En estas horas, en las que se concentran tantas emociones y recordamos muchos rostros entrañables, asociados a la tragedia de hace 50 años, es indispensable tener presente a un hombre que dio testimonio de humanidad en tiempos de inclemencia: el cardenal Raúl Silva Henríquez.
Consumado el derrumbe institucional, que incluyó la abdicación de la Corte Suprema de su deber esencial de proteger las garantías individuales, el cardenal no dudó en asumir, a la cabeza de la Iglesia Católica, lo que consideró su mandato irrenunciable: defender la vida humana en momentos en que el Derecho se había convertido en una palabra vacía, abogar por el trato digno a los prisioneros políticos, tender la mano a los perseguidos.

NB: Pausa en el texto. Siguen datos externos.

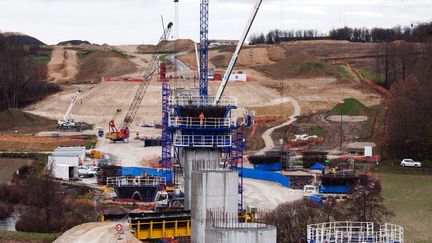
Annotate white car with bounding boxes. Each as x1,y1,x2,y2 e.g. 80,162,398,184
401,159,421,167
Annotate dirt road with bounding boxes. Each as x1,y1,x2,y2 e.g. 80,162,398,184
54,222,141,243
48,46,78,82
243,179,303,209
257,97,301,154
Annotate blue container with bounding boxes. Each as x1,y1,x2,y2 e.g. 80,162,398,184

El 24 de septiembre de 1973, Silva Henríquez acudió al Estado Nacional, lugar en el que llegaron a concentrarse más de 7.000 detenidos. Ese día, entró a los camarines para entregar un mensaje de aliento a quienes estaban allí, anotó nombres y recados para los familiares, y no pudo evitar quebrarse ante el sufrimiento que vio.
Luego, se le permitió dirigirse a las tribunas y hablar por un micrófono a los demás presos: “Quizás muchos de ustedes no me conocen. Me llamo Raúl Silva Henríquez. Soy cardenal de la Iglesia Católica. Soy representante de una Iglesia que es servidora de todos, y especialmente de los que están sufriendo. Quiero servirlos, y como el Señor, no pregunto quiénes son ni cuáles son sus creencias o posiciones políticas. Me pongo a disposición de los detenidos. Cualquier cosa, háganmela saber”.
Primero, con el Comité Pro Paz, en el que se asociaron varias iglesias para demandar respeto a los derechos humanos (y que debió disolverse en 1976 por presión de Pinochet), y luego con la Vicaría de la Solidaridad, del Arzobispado de Santiago, Silva Henríquez estuvo a la cabeza de la prolongada lucha por levantar un muro de contención a los abusos y los crímenes.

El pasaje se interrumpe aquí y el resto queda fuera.